Darci dos Santos, presidente da associação de moradores da Vila Gaúcha | Foto: Guilherme Santos/Sul21

Presidente da Associação de Moradores da Vila Gaúcha, Darci dos Santos afirmou que o tráfico de drogas é um problema que tem de ser resolvido pela Brigada Militar. “O que o Estado não está fazendo, eu estou fazendo, eu luto contra a violência, contra o roubo. Existem pessoas trabalhadoras lá”, defendeu o líder comunitário, que mora na Gaúcha há 34 anos. Outra liderança da comunidade, Orlei Maria, disse que o problema da falta de segurança “é generalizado”. “Eu sou conselheira do OP (Orçamento Participativo) e volto 10 ou 11 horas da noite e nunca aconteceu nada. Eu não sou uma indigente, não sou uma pobre coitada”, rebateu ela, que é presidente da Associação de Moradores da Vila União Santa Tereza.
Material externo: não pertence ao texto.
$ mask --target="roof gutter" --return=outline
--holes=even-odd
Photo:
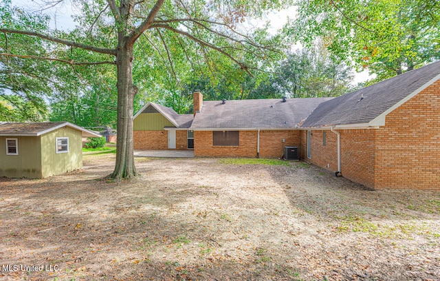
[[[335,176],[341,176],[341,133],[335,131],[333,127],[330,130],[338,136],[338,171],[335,172]]]

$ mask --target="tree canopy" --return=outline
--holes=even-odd
[[[132,118],[135,96],[143,85],[153,83],[160,89],[171,79],[179,83],[197,74],[214,76],[216,65],[225,59],[234,63],[239,72],[250,74],[259,61],[279,56],[281,42],[264,26],[250,28],[243,23],[289,1],[82,1],[76,2],[81,12],[76,17],[78,25],[71,32],[38,25],[34,15],[27,17],[31,20],[28,24],[17,25],[20,16],[9,12],[8,0],[3,3],[7,8],[1,10],[6,23],[0,27],[6,37],[0,41],[1,56],[65,62],[76,74],[80,68],[88,66],[87,71],[94,71],[91,66],[102,65],[116,70],[118,147],[111,177],[120,178],[137,174]],[[38,42],[28,43],[32,41]],[[12,43],[23,48],[12,49]],[[41,46],[46,52],[36,52]],[[60,76],[58,72],[55,76]]]
[[[376,81],[440,59],[437,0],[298,0],[295,40],[322,39],[333,54]]]

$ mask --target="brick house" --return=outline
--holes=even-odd
[[[192,149],[193,114],[178,114],[154,103],[146,104],[133,121],[135,149]]]
[[[320,104],[300,157],[374,189],[440,189],[440,61]]]
[[[300,123],[331,98],[203,101],[194,93],[195,156],[281,158],[300,144]]]
[[[136,132],[136,114],[135,148],[170,149],[166,133],[182,131],[175,149],[188,149],[190,134],[195,156],[279,158],[294,146],[371,188],[440,189],[439,107],[440,61],[337,98],[204,101],[195,92],[194,116],[141,110],[169,123]]]
[[[194,114],[147,103],[134,116],[135,149],[194,149],[195,156],[281,158],[300,145],[299,123],[330,98],[205,101]]]

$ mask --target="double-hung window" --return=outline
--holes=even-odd
[[[19,155],[17,138],[6,138],[6,155]]]
[[[214,146],[239,146],[239,131],[214,131],[212,132],[212,145]]]
[[[69,137],[63,136],[56,138],[56,154],[69,152]]]

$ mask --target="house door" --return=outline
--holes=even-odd
[[[176,130],[170,129],[168,131],[168,149],[176,149]]]

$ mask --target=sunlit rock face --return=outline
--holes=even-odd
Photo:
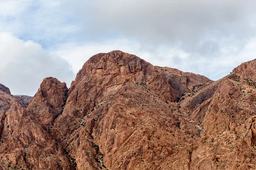
[[[214,82],[115,51],[69,89],[47,78],[31,100],[0,85],[0,170],[255,169],[256,65]]]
Vilas do Morro Santa Tereza

Gaúcha – 600 famílias

União Santa Tereza – 245 famílias

Ecológica – 400 famílias

Padre Cacique – 46 famílias


O MORRO SANTA TERESA NÃO É SÓ CRIMES, DROGAS E ROUBOS

Por Vinicius Galeazzi – Eng. civil

É lamentável a forma destrutiva como a reportagem de capa da ZH, de domingo, tratou o Morro Santa Teresa de Porto Alegre. Generalizou e reduziu tudo a crimes, drogas, roubos. Morro do medo. Quem lê a matéria não tira outra conclusão. E vivem pessoas lá, pessoas de bem. Suas vidas, seus trabalhos e seus imóveis foram desvalorizados, destruídos. A que propósito serviu essa pauta do jornal, dessa forma tratada e tão destacada?
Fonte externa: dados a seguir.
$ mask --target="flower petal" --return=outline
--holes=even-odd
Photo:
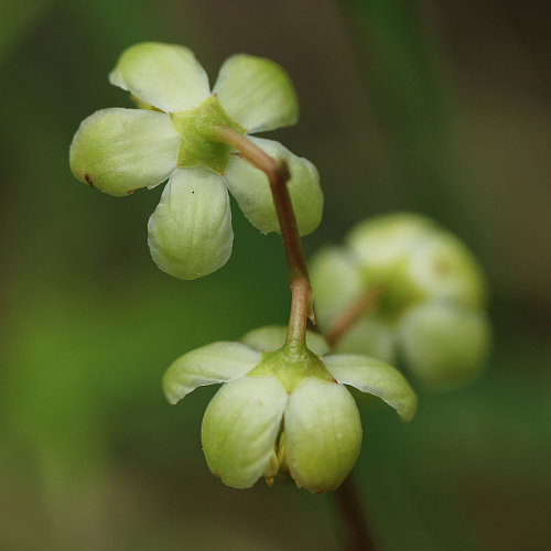
[[[296,484],[313,493],[337,488],[361,445],[356,402],[342,385],[309,377],[285,408],[287,465]]]
[[[436,229],[435,224],[414,213],[392,213],[356,225],[347,245],[368,269],[382,269],[402,261],[414,242]]]
[[[325,356],[323,363],[338,382],[385,400],[404,421],[415,414],[417,396],[403,375],[392,366],[367,356]]]
[[[76,179],[125,196],[166,180],[177,162],[180,136],[168,115],[102,109],[83,120],[69,151]]]
[[[261,357],[240,343],[212,343],[177,358],[163,376],[164,396],[177,403],[197,387],[226,382],[250,371]]]
[[[179,169],[148,225],[156,266],[179,279],[196,279],[223,267],[234,233],[224,181],[206,169]]]
[[[279,350],[287,339],[285,325],[267,325],[258,329],[249,331],[239,342],[259,352]],[[329,352],[325,338],[313,331],[306,331],[306,346],[317,356],[323,356]]]
[[[288,162],[291,180],[289,194],[301,235],[313,231],[322,219],[323,194],[315,166],[291,153],[281,143],[249,137],[273,158]],[[240,156],[233,155],[226,170],[228,187],[249,222],[263,234],[280,231],[268,176]]]
[[[477,260],[447,231],[426,236],[418,244],[410,274],[431,299],[471,307],[483,306],[486,302],[484,277]]]
[[[327,328],[366,292],[357,262],[344,247],[326,247],[310,262],[315,317]]]
[[[407,366],[433,389],[462,385],[478,375],[490,336],[484,313],[446,304],[412,309],[399,328]]]
[[[125,50],[109,82],[165,112],[193,109],[209,95],[208,77],[193,52],[160,42]]]
[[[249,132],[294,125],[299,101],[289,75],[262,57],[228,57],[214,86],[226,112]]]
[[[395,328],[376,315],[357,320],[337,341],[335,352],[365,354],[392,364],[396,360]]]
[[[205,411],[203,451],[208,468],[234,488],[249,488],[273,456],[288,395],[276,376],[224,385]]]

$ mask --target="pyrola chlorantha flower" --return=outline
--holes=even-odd
[[[324,331],[365,293],[377,294],[375,309],[343,335],[336,352],[403,359],[432,389],[467,382],[484,366],[490,327],[482,269],[432,220],[412,213],[367,219],[345,247],[320,250],[310,268]]]
[[[363,355],[325,355],[309,332],[306,346],[284,345],[287,327],[268,326],[239,343],[218,342],[176,359],[163,378],[176,403],[204,385],[223,386],[203,418],[203,451],[224,484],[248,488],[279,471],[313,493],[337,488],[361,444],[356,402],[344,385],[381,398],[409,421],[417,397],[393,367]]]
[[[71,169],[115,196],[169,179],[148,226],[161,270],[195,279],[227,262],[234,239],[228,190],[252,225],[264,234],[279,231],[267,176],[218,141],[215,130],[224,126],[248,134],[295,123],[296,94],[281,67],[234,55],[210,90],[190,50],[141,43],[122,53],[109,79],[130,91],[138,109],[101,109],[85,119],[71,145]],[[287,161],[299,230],[313,231],[323,208],[315,166],[277,141],[249,139]]]

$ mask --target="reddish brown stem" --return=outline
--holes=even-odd
[[[381,294],[382,288],[375,287],[366,291],[347,311],[329,326],[324,337],[333,348],[343,335],[367,312],[372,310]]]
[[[231,128],[218,128],[216,138],[237,149],[247,161],[268,176],[291,280],[291,315],[289,317],[287,342],[288,344],[304,344],[306,338],[306,318],[310,317],[312,322],[314,321],[312,289],[310,287],[306,260],[296,226],[296,218],[287,186],[291,177],[287,162],[282,159],[273,159],[268,155],[256,143]]]

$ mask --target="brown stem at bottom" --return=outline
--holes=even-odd
[[[291,279],[292,300],[287,344],[304,344],[306,338],[306,318],[310,317],[314,322],[312,289],[310,287],[296,218],[294,217],[291,197],[287,187],[290,179],[287,163],[283,160],[271,158],[256,143],[252,143],[245,136],[228,127],[218,128],[216,138],[237,149],[245,159],[268,176]],[[333,338],[338,338],[343,331],[346,331],[346,328],[336,331],[336,336]],[[347,527],[347,532],[350,536],[350,543],[353,544],[350,549],[355,551],[375,550],[361,511],[360,501],[350,477],[336,490],[336,498],[344,523]]]
[[[335,491],[335,501],[348,537],[347,548],[350,551],[376,551],[353,475],[350,473]]]
[[[287,162],[273,159],[262,151],[256,143],[228,127],[219,127],[216,138],[237,149],[252,165],[261,170],[270,183],[270,191],[276,206],[281,237],[285,249],[291,279],[291,315],[287,342],[304,344],[306,338],[306,317],[314,321],[312,310],[312,289],[306,269],[306,260],[296,226],[293,205],[287,183],[291,177]]]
É inadmissível que tenham ignorado pessoas e instituições que, há anos, trabalham para reverter esse estado de coisas, minorar as mazelas, estancar as ocupações clandestinas, melhorar a autoestima, recuperar o meio ambiente, enfim, valorizar um dos lugares públicos mais lindos de Porto Alegre.
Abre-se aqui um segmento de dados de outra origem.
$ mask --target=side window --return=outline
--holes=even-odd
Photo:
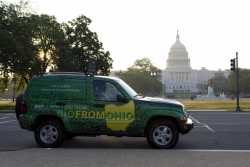
[[[121,95],[115,85],[107,81],[95,80],[93,89],[97,101],[117,101],[117,95]]]

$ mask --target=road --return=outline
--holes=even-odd
[[[144,138],[76,137],[37,148],[14,114],[0,114],[0,166],[250,166],[250,113],[191,112],[195,128],[173,150]]]

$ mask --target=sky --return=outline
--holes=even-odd
[[[19,2],[8,0],[7,2]],[[38,14],[67,22],[83,14],[92,20],[113,70],[125,70],[148,57],[166,68],[177,29],[193,69],[229,69],[239,52],[239,66],[250,68],[248,0],[30,0]]]

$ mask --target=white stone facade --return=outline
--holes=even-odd
[[[176,41],[168,53],[166,69],[162,71],[165,94],[198,94],[198,84],[207,84],[216,71],[205,68],[193,70],[186,47],[180,42],[177,32]]]

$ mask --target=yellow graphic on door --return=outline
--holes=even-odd
[[[126,131],[135,119],[135,105],[132,100],[122,105],[106,104],[104,113],[107,128],[113,131]]]

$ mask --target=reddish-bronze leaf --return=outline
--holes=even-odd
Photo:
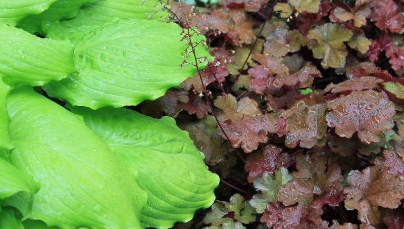
[[[296,203],[309,206],[314,196],[321,195],[333,183],[344,179],[339,165],[334,162],[327,168],[324,156],[297,154],[296,167],[293,179],[282,186],[278,193],[278,200],[286,206]]]
[[[378,28],[385,31],[388,29],[391,32],[400,32],[402,27],[402,16],[400,8],[394,1],[374,1],[370,6],[372,13],[369,18],[376,22]]]
[[[395,208],[404,198],[404,176],[395,176],[380,166],[369,167],[362,172],[351,171],[346,179],[345,206],[356,209],[358,219],[367,224],[376,225],[380,221],[378,206]]]
[[[214,62],[209,62],[205,68],[200,70],[205,87],[210,83],[217,81],[217,79],[219,83],[224,81],[224,77],[229,75],[229,71],[226,68],[225,60],[225,59],[223,58],[216,58]],[[198,93],[204,89],[200,77],[197,72],[193,78],[188,77],[181,83],[180,86],[185,90],[189,90],[191,88],[193,88]]]
[[[273,76],[269,68],[263,65],[257,65],[255,68],[248,69],[248,74],[253,78],[251,80],[249,87],[256,93],[265,95],[267,88],[273,81]]]
[[[386,56],[390,58],[389,62],[394,71],[404,68],[404,49],[394,48],[392,52],[386,53]]]
[[[269,89],[265,100],[268,101],[268,110],[277,111],[280,109],[286,109],[293,106],[295,102],[294,98],[299,95],[298,89],[293,86]]]
[[[226,11],[213,9],[210,14],[199,14],[192,18],[192,25],[204,33],[209,31],[220,31],[227,33],[234,29],[234,22]]]
[[[249,12],[256,12],[261,9],[262,6],[267,3],[266,0],[219,0],[220,6],[231,8],[233,5],[238,5]]]
[[[393,45],[392,40],[386,33],[381,34],[374,40],[369,40],[372,44],[366,54],[372,62],[377,61],[380,52],[389,51],[390,48]]]
[[[273,74],[276,75],[289,74],[289,68],[285,64],[285,60],[283,58],[266,57],[264,55],[257,53],[252,53],[252,58],[260,64],[269,68]]]
[[[363,142],[378,142],[380,132],[393,127],[394,105],[384,93],[373,90],[352,91],[329,102],[327,107],[331,110],[327,114],[328,126],[335,127],[335,133],[340,136],[350,138],[358,132]]]
[[[230,29],[227,35],[234,43],[242,46],[243,43],[249,44],[257,39],[257,36],[252,31],[252,18],[243,9],[233,9],[227,12],[233,21],[234,22],[234,29]]]
[[[290,75],[279,75],[271,85],[274,88],[279,88],[284,85],[300,88],[307,87],[313,83],[313,77],[322,77],[320,71],[316,67],[308,63],[297,72]]]
[[[382,165],[382,169],[388,170],[395,176],[404,176],[404,162],[394,148],[385,150],[383,152],[384,158],[378,158],[375,165]]]
[[[266,222],[268,227],[273,226],[274,229],[296,228],[308,211],[308,208],[301,204],[284,208],[277,202],[270,202],[261,220]]]
[[[175,118],[184,109],[184,104],[189,100],[187,95],[187,91],[182,90],[168,90],[164,96],[142,103],[140,109],[143,114],[155,118],[160,118],[164,115]]]
[[[189,115],[195,114],[198,119],[201,119],[209,112],[212,112],[211,108],[206,105],[200,97],[191,92],[188,94],[188,101],[184,105],[183,109]]]
[[[265,172],[273,173],[281,166],[287,168],[290,161],[289,154],[282,153],[282,148],[268,145],[247,158],[244,168],[249,172],[248,182],[251,183],[254,177],[261,175]]]
[[[328,84],[324,89],[324,92],[342,93],[349,95],[352,90],[361,91],[374,89],[384,81],[373,76],[355,77],[342,81],[338,84],[332,83]]]
[[[383,218],[383,221],[388,226],[387,229],[402,229],[404,225],[404,210],[402,208],[386,209],[385,212],[386,216]]]
[[[323,136],[327,131],[326,109],[325,106],[319,104],[294,107],[282,113],[280,117],[286,120],[285,145],[289,148],[298,144],[306,148],[324,146],[325,140]]]
[[[257,116],[244,115],[241,118],[231,120],[223,123],[223,129],[232,146],[234,148],[241,146],[245,153],[256,150],[260,143],[266,143],[267,133],[276,133],[279,129],[276,119],[268,114]]]
[[[231,95],[218,97],[215,106],[223,110],[218,118],[234,148],[240,146],[246,153],[258,148],[259,143],[266,143],[268,132],[279,130],[276,119],[268,114],[263,115],[258,103],[248,98],[237,102]],[[224,134],[222,136],[226,139]]]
O Movimento em Defesa do Morro Santa Teresa que, desde abril de 2010, reúne as associações dos moradores e mais 43 entidades, entre elas SENGE, IAB, Ajuris, trabalha junto ao Estado e ao Município, com a finalidade de apoiar e promover ações para valorizar e recuperar o morro. Mais de 50 reuniões, e ainda caminhadas de reconhecimento, audiências e campanhas definiram o caminho legal para efetivar a resiliência dessa zona importante de Porto Alegre. Nesse tempo, estancaram as ocupações clandestinas, as quatro vilas no terreno da FASE estão congeladas. O direito adquirido de moradia de quem já estava lá foi reconhecido por decreto. Em julho de 2012, o Decreto 49.256 criou um Grupo de Trabalho, visando promover estudos e ações para recuperar e preservar o meio ambiente, efetivar a regularização fundiária e urbanística das vilas, evitar novas ocupações e qualificar e ampliar a estrutura física da FASE. É preciso levar à frente o projeto ambiental-habitacional que conviva harmonicamente com as instituições da FASE, proprietária do imóvel. O Movimento fez campanha e conseguiu a aprovação da Lei Complementar 07/2013 que gravou o Morro Santa Teresa como Área Especial de Interesse Ambiental, em três níveis: de interesse social, de interesse ambiental e cultural, em função dos dois prédios históricos (1845 e 1922), lá existentes. Hoje, a Diretoria de Habitação da SOP do Governo do Estado atua, de forma prioritária, no projeto de regularização das vilas e no atendimento das necessidades emergenciais, com acompanhamento deste Movimento.

Em 2010, o Governo do Estado ofereceu o morro à venda, por 94 milhões, e não por 160 milhões, como diz a matéria da ZH. Foi então que o SENGE-RS interveio, na campanha que os moradores e outras entidades efetivaram contra a venda, oferecendo análise daquele valor ínfimo e mostrando como aaquele negócio seria prejudicial para o Estado.

Nem tudo é crime, nem tudo é roubo, nem tudo é venda de droga naquele morro. Quando ZH traz de volta o termo degradante e preconceituoso Buraco Quente para a população da Vila Gaúcha, e imprime isso num mapa, faz um desserviço, sem medidas, contra o trabalho de autoestima que estamos tentando levar àquela gente que, como eu e tu, querem viver melhor e merecem respeito. Merecem, pelo menos, um pedido de desculpas de ZH.